Но я напрасно браню г-на Анри Ложоля — он уже не владел собою, когда писал красноречивые строки, цитированные мною: Флобер вывел его из состояния равновесия, и это меня не удивляет. Идеи Флобера способны свести с ума всякого здравомыслящего человека. Они — абсурдны и до такой степени противоречивы, что каждый, кто попытался бы согласовать между собой хотя бы три из них, вскоре схватился бы за голову из-за невыносимой боли в висках. Мысль Флобера была подобна извержению вулкана, разбушевавшейся стихии. Когда этот гигант рассуждал, казалось, что происходит землетрясение. Он сам понимал это и, не будучи таким уж простаком, старался еще больше походить на вулкан; естественные взрывы он сопровождал пиротехническими эффектами, так что его врожденная экстравагантность становилась в какой-то мере искусственной; Флобер поступал так, как поступают владельцы гостиниц, которые сооружают специальные балконы, чтобы удобно было любоваться диким пейзажем.

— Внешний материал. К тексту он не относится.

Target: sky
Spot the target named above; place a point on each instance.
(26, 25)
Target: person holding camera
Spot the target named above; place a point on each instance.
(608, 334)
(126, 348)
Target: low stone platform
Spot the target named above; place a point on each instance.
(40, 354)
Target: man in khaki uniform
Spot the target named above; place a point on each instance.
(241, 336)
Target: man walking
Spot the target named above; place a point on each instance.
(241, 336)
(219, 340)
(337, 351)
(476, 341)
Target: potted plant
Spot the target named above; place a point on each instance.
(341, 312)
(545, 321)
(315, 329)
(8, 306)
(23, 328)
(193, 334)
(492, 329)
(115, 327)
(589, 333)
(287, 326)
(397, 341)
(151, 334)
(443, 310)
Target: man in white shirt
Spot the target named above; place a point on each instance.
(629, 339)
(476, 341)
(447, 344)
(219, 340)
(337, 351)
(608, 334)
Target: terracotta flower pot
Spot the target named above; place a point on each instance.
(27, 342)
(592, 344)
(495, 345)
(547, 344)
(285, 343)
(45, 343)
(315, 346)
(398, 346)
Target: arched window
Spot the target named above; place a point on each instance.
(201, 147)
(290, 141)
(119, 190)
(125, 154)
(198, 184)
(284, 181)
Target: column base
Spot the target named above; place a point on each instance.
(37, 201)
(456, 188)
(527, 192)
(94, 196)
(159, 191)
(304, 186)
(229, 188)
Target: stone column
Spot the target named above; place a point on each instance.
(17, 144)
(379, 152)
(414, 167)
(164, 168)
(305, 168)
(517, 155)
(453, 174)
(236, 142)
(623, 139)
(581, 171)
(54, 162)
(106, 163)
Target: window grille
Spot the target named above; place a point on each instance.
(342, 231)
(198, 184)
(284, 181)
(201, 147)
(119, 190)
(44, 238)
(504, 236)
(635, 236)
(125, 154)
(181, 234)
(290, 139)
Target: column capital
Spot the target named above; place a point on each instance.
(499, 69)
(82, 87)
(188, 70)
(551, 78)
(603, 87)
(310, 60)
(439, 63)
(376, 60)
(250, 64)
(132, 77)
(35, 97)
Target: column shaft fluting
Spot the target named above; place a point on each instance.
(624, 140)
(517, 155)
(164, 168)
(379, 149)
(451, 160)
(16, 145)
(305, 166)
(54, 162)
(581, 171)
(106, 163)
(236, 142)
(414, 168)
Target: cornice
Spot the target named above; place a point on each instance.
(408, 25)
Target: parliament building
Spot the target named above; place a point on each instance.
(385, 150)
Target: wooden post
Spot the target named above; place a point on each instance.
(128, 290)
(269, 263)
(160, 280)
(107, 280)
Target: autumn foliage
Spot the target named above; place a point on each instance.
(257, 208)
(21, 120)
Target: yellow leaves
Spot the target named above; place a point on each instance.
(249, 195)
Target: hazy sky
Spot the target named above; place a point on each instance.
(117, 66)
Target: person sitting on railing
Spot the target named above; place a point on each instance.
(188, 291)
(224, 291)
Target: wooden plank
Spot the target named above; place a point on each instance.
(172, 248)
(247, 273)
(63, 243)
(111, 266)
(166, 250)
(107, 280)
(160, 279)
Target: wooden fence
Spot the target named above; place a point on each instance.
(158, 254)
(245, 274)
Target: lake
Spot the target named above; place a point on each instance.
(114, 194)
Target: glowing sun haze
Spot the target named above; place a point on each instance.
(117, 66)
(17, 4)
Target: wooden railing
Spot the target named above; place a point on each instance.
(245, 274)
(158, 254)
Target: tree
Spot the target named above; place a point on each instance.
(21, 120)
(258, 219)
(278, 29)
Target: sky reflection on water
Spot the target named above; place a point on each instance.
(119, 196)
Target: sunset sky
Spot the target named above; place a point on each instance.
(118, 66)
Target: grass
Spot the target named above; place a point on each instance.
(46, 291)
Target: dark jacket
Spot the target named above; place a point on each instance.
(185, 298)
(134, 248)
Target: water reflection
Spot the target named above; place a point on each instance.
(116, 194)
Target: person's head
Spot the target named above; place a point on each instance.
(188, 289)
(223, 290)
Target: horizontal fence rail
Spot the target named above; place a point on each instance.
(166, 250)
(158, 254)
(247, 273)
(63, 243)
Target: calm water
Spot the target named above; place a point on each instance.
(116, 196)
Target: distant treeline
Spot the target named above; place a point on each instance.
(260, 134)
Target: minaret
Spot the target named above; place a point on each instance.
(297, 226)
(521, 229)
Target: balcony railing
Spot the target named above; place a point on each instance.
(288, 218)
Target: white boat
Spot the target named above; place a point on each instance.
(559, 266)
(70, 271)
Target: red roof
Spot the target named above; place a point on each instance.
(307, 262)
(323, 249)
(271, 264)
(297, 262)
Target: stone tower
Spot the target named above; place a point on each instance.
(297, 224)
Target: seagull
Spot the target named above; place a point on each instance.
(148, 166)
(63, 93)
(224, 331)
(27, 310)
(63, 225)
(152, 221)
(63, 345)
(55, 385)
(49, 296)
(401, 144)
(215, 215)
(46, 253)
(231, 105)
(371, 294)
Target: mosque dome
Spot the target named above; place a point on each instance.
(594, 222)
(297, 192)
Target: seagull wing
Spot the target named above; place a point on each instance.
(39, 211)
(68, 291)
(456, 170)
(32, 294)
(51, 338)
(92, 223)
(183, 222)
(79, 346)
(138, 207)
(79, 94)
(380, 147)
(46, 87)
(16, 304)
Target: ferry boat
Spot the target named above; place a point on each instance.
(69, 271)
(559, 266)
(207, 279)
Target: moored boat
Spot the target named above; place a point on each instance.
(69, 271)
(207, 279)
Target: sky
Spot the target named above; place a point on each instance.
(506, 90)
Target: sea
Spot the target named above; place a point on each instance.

Величие всегда поражает. Величественные бредни, которыми полны письма и разговоры Флобера, поистине необычайны. Братья Гонкуры собрали некоторые его высказывания, которые всегда будут вызывать удивление. Прежде всего надо знать, что представлял собою Флобер. У этого великана, родившегося на севере Франции, были пухлые детские щеки и огромные усищи; у него было тело пирата и всегда наивные голубые глаза. Что же касается его духовной сущности, то она представляла собой причудливое сочетание противоречивых черт. Уже давно было замечено, что человек многолик. Флобер также был многолик; больше того — он был разорван, и составлявшие его части, казалось, постоянно стремились разъединиться. В детстве, в театре Серафен, я видел куклу, которая могла бы послужить символическим изображением внутреннего мира Флобера. То был игрушечный гусар, который танцевал, покуривая трубочку. Вдруг руки его отделялись от туловища и продолжали двигаться в воздухе сами по себе, в то время как гусар продолжал свой танец. Затем и ноги его отлетали в разные стороны, но он этого, видимо, не замечал; туловище плясуна тоже распадалось на две части, а голова исчезала в каракулевой шапке, откуда градом сыпались лягушки. Эта фигурка великолепно воспроизводит мужественную дисгармонию, которая характерна для мышления и нравственного облика Флобера; вот почему, увидев писателя в его небольшой гостиной на улице Мурильо, когда он в костюме корсара яростно жестикулировал и вопил во все горло, я невольно вспомнил гусара из театра Серафен. Сознаюсь, это было дурно. Я не проявил должного уважения к мэтру. Однако глубокое и безоговорочное восхищение, которое рождало во мне его творчество, от этого не уменьшилось. С тех пор оно еще больше возросло, и неувядаемая красота, которая освещает все страницы «Госпожи Бовари», с каждым днем все больше чарует меня. И все же в человеке, который с такой уверенностью, с таким непогрешимым мастерством написал такую книгу, — в человеке этом таилась бездна неуверенности и заблуждений.